We don't drink anything out here - except from the elixir of love and sweat in equal proportions, and, no, I'm not going smutty on you. Best bet if you're feeling overwhelmed? Head for the temples where the traffic magically disappears. Earlier, we ate a very fine green curry with garlic and shrimp while the sky behaved like it thought it was in Kansas. Made me feel quite homesick for Seattle, it did.

Perhaps I'm writing to you from my mum's house and we never went away? Charlotte eloped with a swarthy Italian man named "Bear Rack Saunders" and left me with nothing but a smile and a few piano scores. I listen to bad continental Hammond versions of "Wind Beneath My Wings" all day and dream of Nintendo 128s. The day will come, I'm sure.

Life is a blur of people with broken accents saying "hello", or "allez" if they confuse our nationalities, and heat-smudged roadsides. Today we walked for over a mile in the wrong direction and my shirt changed from green to pure liquid. Damn it.

On the train yesterday, Japanese girls giggled at me as I passed and I thought of another time, another country - with tall, goateed Kevin Westenberg in an underground market in Tokyo where we weren't just the only two Westerners present, we were the only two men, and everyone hid their faces behind their hands and giggled as we walked past smiling. We recorded a warped version of "Do Nuts" in a telephone box later on, edited onto CD. I thought if only we could've got Soundgarden to record an a cappella version of "Spoonman" there, we could've had the ultimate competition prize.

This letter is old now. I sit in Chiang Mai disappointed because our lovely Thai lady friends in the travel office arranged a massage costing 800 Bart and the damn people never showed. We needed it, too - after trekking across the jungle, fighting off spiders and elephants in equal amounts, and brown water rafting. There was an embarrassing abundance of matchstick tricks shown off by our guide Rocky when we stopped for the night in our quaint, atypical Thailand woodland village. We looked at their way of life and they looked at us - what strange figures we must have seemed!, grimy and bedecked with crap designer logos and backpacks bulging with fake water. I didn't venture past the ones selling their beads: I have enough a problem with being a white man at the best of times.

Whatever. I didn't know I could still march that far - or indeed that I wanted to. Thai rice whiskey is nice if you have a nose for these things. I don't. I'm making no sense now. I need to find food.

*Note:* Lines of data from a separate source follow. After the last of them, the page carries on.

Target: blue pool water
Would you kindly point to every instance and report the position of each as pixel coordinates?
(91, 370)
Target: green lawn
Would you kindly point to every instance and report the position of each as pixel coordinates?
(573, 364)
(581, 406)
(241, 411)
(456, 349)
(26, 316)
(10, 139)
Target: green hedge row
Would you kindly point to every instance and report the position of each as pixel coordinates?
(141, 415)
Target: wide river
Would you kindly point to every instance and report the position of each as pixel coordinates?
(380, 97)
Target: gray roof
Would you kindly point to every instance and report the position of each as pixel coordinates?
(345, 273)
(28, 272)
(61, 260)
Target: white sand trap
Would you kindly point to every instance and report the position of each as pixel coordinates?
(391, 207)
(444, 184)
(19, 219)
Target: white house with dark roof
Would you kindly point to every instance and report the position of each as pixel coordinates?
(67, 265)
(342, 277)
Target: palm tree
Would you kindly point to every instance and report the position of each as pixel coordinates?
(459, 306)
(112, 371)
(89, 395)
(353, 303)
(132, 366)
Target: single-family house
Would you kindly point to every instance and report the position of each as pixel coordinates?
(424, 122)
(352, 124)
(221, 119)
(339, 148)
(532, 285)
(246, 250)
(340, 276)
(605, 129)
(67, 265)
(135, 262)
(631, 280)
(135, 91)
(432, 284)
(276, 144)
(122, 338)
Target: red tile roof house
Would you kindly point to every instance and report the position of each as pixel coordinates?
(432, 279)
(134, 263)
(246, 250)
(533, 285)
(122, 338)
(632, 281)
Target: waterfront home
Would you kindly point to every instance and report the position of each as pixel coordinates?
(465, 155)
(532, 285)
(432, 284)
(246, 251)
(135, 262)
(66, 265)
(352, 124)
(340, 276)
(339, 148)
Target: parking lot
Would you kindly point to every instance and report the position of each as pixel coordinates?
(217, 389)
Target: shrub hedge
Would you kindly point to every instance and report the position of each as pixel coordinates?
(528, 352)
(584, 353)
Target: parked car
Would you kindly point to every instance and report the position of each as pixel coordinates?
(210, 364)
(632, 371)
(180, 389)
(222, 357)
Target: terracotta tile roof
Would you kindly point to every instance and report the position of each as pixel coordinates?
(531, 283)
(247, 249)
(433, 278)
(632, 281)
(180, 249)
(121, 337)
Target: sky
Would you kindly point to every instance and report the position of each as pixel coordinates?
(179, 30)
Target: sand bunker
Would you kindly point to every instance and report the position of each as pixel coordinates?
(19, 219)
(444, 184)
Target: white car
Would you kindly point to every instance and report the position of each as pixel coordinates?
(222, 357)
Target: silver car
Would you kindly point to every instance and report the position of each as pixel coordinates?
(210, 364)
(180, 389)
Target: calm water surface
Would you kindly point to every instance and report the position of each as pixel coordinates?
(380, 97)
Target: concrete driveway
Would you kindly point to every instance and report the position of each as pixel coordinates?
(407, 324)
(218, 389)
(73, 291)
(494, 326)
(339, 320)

(Now we're in Phuket: well-named, it's what we say all the time to the tuk tuk drivers and hotel ladies who could've flown here direct from New York - smug, supercilious and bloody useless. It's tourist hell here, pointless, and the monsoon weather doesn't make much difference. We run into the sea and laugh at all the sand caught in our underpants. It's like being caught in the middle of a bad BBC documentary about Club Med - or perhaps a rainy day in Bournemouth where the piped music in cafes in chosen specifically to make the elderly ladies feel miserable. Tomorrow we go to "James Bond island". Maybe.)